Tharisa hopes to extract platinum and other materials from the Karo mine in Zimbabwe

Tharisa hopes to extract platinum and other materials from the Karo mine in Zimbabwe

Tharisa has no hesitation in referring to Karo as a world-class asset, based on an estimate that the project contains nearly 10 million ounces of platinum group elements with an average quality of just over two grams per ton.

The main elements are platinum, palladium, rhodium and gold, with some added benefit from copper and nickel.

The plan is to develop a mine with a 20-year life, producing approximately 150,000 ounces of platinum group elements in concentrate per year.

This is pretty high-end stuff for a platinum project, and something you don’t see in many other parts of the world.

Indeed, Zimbabwe’s Great Dyke, in Mashonaland West, about 50 miles south of Harare, is perhaps second only to South Africa’s Bushveld region in terms of potential for platinum-group metals.

The only other area worthy of comparison is Norilsk in Russia, which is primarily a nickel-producing company, although PGM production is admittedly very significant.

Anyway, Karo is big, it has the correct geological address, and from Tharisa’s point of view, it has the correct geographical address as well.

This development takes the company from its original country of establishment, South Africa, but not too far, to a country where ties are strong and mutual benefits are well understood.

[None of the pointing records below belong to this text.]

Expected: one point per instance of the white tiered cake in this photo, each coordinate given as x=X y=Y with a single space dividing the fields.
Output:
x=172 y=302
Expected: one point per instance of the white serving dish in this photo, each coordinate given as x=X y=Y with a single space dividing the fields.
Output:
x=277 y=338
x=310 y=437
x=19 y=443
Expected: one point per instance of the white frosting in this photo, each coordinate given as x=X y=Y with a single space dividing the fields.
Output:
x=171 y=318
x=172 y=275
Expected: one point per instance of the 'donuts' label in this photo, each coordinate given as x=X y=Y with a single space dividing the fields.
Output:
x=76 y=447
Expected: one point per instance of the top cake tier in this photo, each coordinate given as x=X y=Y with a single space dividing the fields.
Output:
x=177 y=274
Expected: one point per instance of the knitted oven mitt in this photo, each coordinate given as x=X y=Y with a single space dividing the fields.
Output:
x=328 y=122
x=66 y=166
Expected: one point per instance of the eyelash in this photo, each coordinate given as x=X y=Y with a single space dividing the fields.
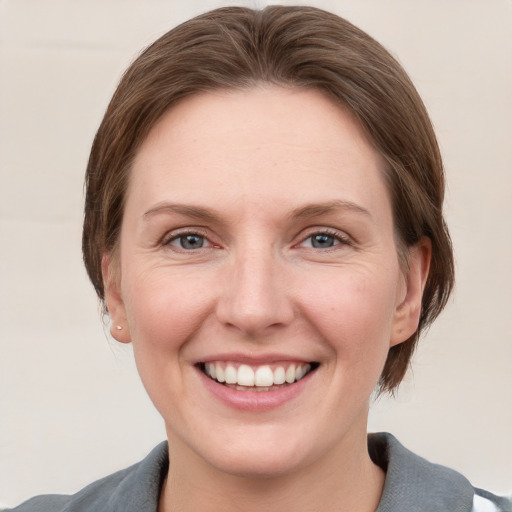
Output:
x=339 y=237
x=168 y=239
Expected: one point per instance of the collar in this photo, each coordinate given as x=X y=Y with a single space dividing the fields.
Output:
x=414 y=484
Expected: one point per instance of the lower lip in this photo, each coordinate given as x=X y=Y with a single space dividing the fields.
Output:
x=255 y=401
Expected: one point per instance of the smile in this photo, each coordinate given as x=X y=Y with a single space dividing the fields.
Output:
x=256 y=378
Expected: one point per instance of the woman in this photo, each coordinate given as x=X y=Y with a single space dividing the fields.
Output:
x=264 y=223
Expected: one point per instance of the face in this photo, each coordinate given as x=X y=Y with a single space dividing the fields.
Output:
x=259 y=279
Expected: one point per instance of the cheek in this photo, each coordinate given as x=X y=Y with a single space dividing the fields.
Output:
x=353 y=311
x=165 y=307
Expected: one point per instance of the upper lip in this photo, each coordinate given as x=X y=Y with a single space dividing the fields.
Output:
x=255 y=359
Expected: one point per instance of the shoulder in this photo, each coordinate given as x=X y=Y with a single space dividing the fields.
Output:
x=134 y=489
x=415 y=484
x=484 y=501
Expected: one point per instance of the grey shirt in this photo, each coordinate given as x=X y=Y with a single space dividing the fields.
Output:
x=412 y=484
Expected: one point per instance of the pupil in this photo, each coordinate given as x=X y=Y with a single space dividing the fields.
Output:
x=191 y=242
x=322 y=241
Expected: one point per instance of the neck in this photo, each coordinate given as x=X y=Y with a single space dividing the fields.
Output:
x=345 y=479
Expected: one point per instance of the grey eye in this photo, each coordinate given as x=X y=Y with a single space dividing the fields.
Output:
x=322 y=241
x=189 y=242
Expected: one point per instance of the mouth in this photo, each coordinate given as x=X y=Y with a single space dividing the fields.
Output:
x=267 y=377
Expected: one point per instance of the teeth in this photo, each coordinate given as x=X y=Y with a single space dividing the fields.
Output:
x=245 y=375
x=290 y=374
x=263 y=377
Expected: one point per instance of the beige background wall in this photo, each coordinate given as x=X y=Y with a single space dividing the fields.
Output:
x=71 y=406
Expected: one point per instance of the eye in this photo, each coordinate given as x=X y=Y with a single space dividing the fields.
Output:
x=188 y=241
x=324 y=240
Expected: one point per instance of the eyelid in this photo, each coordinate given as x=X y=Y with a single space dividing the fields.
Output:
x=340 y=236
x=175 y=234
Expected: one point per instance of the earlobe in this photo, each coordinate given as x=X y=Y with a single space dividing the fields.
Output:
x=118 y=325
x=407 y=313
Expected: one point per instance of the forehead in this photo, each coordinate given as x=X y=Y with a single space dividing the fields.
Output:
x=267 y=141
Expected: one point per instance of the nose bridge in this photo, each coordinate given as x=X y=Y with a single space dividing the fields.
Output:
x=255 y=297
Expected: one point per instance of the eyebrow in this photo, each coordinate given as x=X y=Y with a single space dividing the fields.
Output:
x=304 y=212
x=195 y=212
x=317 y=209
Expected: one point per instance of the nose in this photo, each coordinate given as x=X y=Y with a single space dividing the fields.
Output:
x=255 y=295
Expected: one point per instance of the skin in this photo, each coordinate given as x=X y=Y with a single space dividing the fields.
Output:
x=257 y=161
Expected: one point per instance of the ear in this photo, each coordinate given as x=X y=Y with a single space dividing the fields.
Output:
x=111 y=282
x=408 y=310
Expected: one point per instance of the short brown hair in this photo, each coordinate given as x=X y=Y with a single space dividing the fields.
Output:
x=293 y=47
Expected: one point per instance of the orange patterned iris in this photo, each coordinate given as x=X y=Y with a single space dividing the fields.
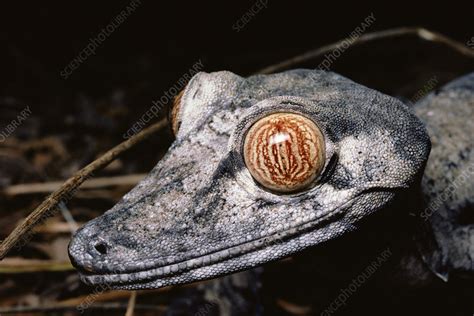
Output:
x=284 y=152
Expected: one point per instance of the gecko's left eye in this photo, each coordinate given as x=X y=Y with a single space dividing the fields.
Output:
x=284 y=152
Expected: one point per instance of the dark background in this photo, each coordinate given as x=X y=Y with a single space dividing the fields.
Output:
x=89 y=112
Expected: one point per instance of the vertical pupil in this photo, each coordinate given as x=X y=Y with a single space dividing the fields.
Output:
x=284 y=151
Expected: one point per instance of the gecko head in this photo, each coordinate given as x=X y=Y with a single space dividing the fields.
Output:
x=261 y=168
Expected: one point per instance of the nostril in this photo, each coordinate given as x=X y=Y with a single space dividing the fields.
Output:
x=101 y=247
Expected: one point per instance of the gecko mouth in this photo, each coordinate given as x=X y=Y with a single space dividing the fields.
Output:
x=243 y=256
x=237 y=258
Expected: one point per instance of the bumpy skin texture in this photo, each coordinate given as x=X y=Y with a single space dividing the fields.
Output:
x=199 y=214
x=447 y=238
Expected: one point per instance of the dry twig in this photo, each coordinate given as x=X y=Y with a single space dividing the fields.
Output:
x=50 y=204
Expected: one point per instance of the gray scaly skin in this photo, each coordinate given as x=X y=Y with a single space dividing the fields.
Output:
x=199 y=214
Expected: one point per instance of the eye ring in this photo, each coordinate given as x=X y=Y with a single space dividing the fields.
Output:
x=284 y=151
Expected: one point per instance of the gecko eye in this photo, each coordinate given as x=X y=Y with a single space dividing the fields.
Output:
x=174 y=111
x=284 y=152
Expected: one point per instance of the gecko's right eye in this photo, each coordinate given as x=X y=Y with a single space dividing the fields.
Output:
x=284 y=152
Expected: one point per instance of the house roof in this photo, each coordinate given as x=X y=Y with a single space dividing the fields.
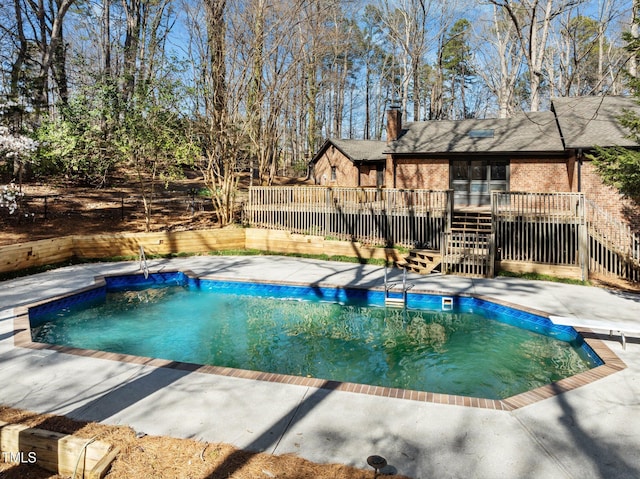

Mining is one of the few sectors that has kept Zimbabwe’s economy afloat over the past decade, and the new Mnangagwa government has been quick to recognize that.

At the groundbreaking ceremony in December, the Zimbabwean minister in attendance, Winston Chitando, spoke of the 1,000 permanent jobs likely to be created by the project, as well as the 7,000 jobs likely to be created by construction.

Karo’s green potential was also mentioned as much of the power will come from a new solar installation also in the works.

It will take a little more money to get Karo up and running, but the economics are convincing.

The net present value has been set at just over $770 million, with the after-tax internal rate of return likely to be just over 47 percent.

It’s not hard to understand why Tharisa is committed to Karo, nor hard to understand what success would mean.

Not only would a significant portion of production be added to the company’s annual output, but a significant marker will also be established.

This is a company that is willing and able to expand at all levels.

Karo’s first production is expected in 2024, but it wouldn’t be surprising if the stock started moving long before that.